The prince, still pressed into the rice bags, heavy iron pots hanging on racks all about his head, said nothing. Sicarius searched for something else that might draw him into a conversation. He didn’t know how much time he had. As soon as Kor Nas woke up and found him gone…
“Except Starcrest?” the prince asked.
“Yes. I’ve only met him twice, but he was a brilliant commander in the eyes of our people. In my eyes as well,” Sicarius said, suspecting he’d have to be more open with this man than he was wont to be with others if he wanted to earn his trust in such a short time. “I read all of his books as a boy and those written about him.”
“Strange then that you chose to become an assassin.” Coldness had crept into the prince’s voice. “Enemy Chief Fox was honorable. You are Sicarius, are you not? You were Emperor Raumesys’s personal assassin. You came to Nuria over twenty years ago and killed my uncle. He was my father’s older brother, and he would have been Great Chief. Your emperor did not think my father, who was studying medicine at the time, would be accepted as a leader; he thought there’d be war.”

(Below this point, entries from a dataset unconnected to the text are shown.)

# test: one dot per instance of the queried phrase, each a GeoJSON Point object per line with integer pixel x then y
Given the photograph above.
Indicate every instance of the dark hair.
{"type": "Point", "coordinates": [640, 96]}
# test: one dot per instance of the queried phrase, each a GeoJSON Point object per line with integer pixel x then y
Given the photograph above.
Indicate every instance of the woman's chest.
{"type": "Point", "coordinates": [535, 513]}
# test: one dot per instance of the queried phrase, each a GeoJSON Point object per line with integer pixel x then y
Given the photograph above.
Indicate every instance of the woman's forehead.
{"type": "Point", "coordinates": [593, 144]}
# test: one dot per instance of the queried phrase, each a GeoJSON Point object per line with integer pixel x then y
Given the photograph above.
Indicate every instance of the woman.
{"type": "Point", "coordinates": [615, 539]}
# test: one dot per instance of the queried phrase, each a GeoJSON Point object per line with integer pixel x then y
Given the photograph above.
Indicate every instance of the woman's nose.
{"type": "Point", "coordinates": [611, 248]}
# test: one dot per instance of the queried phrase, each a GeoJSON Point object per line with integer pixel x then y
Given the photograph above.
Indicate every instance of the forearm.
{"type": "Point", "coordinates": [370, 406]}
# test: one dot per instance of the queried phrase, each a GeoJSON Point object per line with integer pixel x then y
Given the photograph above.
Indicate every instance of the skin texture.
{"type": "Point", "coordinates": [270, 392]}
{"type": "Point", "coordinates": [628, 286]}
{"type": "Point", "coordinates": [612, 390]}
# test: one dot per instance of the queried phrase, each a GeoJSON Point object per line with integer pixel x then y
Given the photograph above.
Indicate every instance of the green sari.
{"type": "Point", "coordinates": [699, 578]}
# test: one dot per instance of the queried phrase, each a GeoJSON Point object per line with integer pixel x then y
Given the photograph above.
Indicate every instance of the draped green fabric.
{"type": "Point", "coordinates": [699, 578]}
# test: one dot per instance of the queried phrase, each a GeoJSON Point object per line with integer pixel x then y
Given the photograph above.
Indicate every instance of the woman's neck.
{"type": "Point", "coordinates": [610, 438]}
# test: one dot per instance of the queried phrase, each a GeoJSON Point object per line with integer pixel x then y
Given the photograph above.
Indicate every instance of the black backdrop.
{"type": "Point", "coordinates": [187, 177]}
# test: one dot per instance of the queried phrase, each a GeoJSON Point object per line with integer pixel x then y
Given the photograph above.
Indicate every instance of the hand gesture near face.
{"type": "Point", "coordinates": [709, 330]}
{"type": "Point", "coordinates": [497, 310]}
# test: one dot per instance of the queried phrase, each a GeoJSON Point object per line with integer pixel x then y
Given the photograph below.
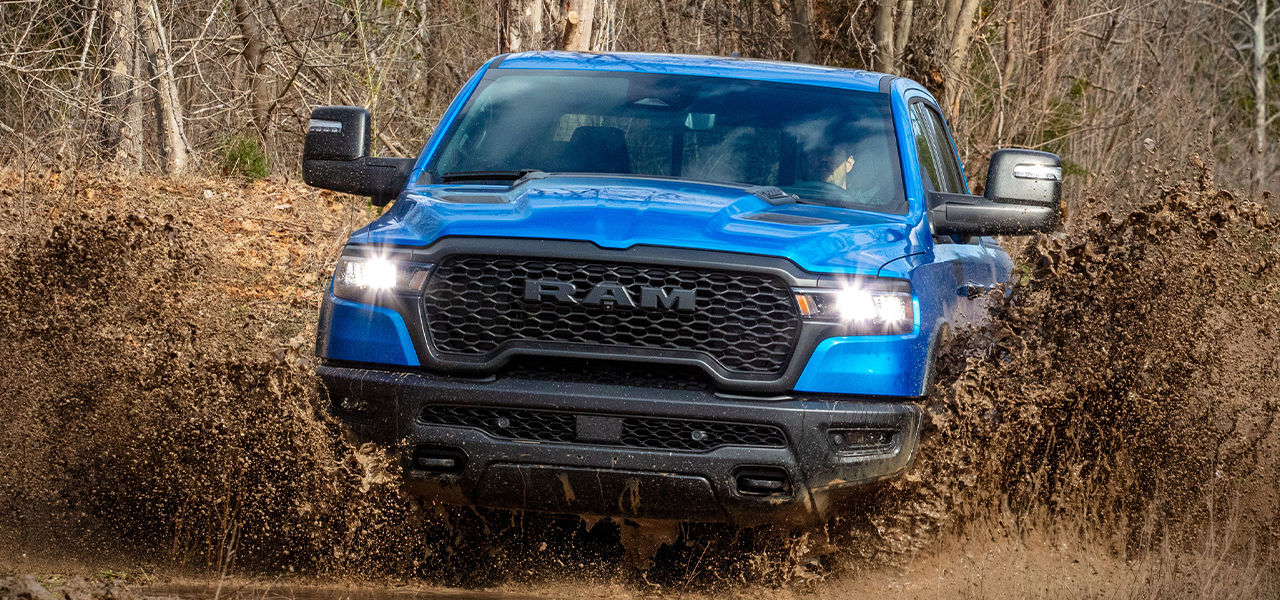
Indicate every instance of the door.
{"type": "Point", "coordinates": [968, 260]}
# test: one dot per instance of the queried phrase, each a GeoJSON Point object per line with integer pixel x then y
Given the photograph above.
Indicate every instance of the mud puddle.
{"type": "Point", "coordinates": [160, 406]}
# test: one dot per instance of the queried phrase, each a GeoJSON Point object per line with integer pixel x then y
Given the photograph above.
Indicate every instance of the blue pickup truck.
{"type": "Point", "coordinates": [649, 285]}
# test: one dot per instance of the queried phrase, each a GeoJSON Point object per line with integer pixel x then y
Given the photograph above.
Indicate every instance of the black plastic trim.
{"type": "Point", "coordinates": [383, 407]}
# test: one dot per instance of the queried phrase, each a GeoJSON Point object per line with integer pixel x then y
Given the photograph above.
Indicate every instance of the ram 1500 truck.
{"type": "Point", "coordinates": [650, 285]}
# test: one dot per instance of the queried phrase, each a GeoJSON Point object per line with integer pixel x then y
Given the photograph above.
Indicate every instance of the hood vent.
{"type": "Point", "coordinates": [789, 219]}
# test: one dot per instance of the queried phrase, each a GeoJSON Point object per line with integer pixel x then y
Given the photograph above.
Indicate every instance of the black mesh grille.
{"type": "Point", "coordinates": [744, 321]}
{"type": "Point", "coordinates": [666, 434]}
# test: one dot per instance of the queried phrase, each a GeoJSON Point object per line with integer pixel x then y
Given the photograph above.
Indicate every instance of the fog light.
{"type": "Point", "coordinates": [860, 439]}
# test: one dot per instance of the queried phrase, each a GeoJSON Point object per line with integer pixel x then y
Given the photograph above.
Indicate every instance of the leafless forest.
{"type": "Point", "coordinates": [174, 86]}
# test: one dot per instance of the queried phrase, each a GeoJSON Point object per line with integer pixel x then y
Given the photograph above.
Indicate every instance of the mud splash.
{"type": "Point", "coordinates": [161, 408]}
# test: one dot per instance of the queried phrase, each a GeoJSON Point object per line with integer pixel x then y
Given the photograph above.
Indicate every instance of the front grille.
{"type": "Point", "coordinates": [506, 422]}
{"type": "Point", "coordinates": [672, 434]}
{"type": "Point", "coordinates": [744, 321]}
{"type": "Point", "coordinates": [664, 434]}
{"type": "Point", "coordinates": [609, 372]}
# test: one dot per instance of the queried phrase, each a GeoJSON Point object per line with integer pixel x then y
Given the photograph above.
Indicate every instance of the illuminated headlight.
{"type": "Point", "coordinates": [865, 307]}
{"type": "Point", "coordinates": [364, 276]}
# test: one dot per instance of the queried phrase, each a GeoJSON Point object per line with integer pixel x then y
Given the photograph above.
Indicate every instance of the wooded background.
{"type": "Point", "coordinates": [227, 85]}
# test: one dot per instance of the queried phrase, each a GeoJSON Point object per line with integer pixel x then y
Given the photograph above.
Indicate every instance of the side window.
{"type": "Point", "coordinates": [926, 147]}
{"type": "Point", "coordinates": [955, 179]}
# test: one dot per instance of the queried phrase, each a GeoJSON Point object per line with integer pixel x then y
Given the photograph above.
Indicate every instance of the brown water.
{"type": "Point", "coordinates": [161, 415]}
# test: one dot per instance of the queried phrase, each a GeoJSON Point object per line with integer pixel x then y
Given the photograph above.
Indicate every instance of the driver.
{"type": "Point", "coordinates": [839, 175]}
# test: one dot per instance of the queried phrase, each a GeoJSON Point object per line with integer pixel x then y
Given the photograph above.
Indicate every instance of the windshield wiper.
{"type": "Point", "coordinates": [516, 178]}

Now it was Sicarius who didn’t respond right away. He hadn’t known he’d ever been identified by the Nurians as the perpetrator of that assassination. Gaining the prince’s trust in this matter would be harder now. Dissembling or flattery would not do; he could only be blunt and hope the Nurian respected such traits.
“As you have been sent to take advantage of our succession issues, so I was sent two decades ago.” It’d been one of his early missions-he’d been only sixteen at the time-one that had involved months of travel, and it’d been the one that had finally convinced Raumesys of his capabilities and usefulness. “We do as our masters bid us to do. I was raised to be an assassin for the throne. For the first thirty years of my life, it was all I knew. Did you ever have a choice to do anything except serve your father?”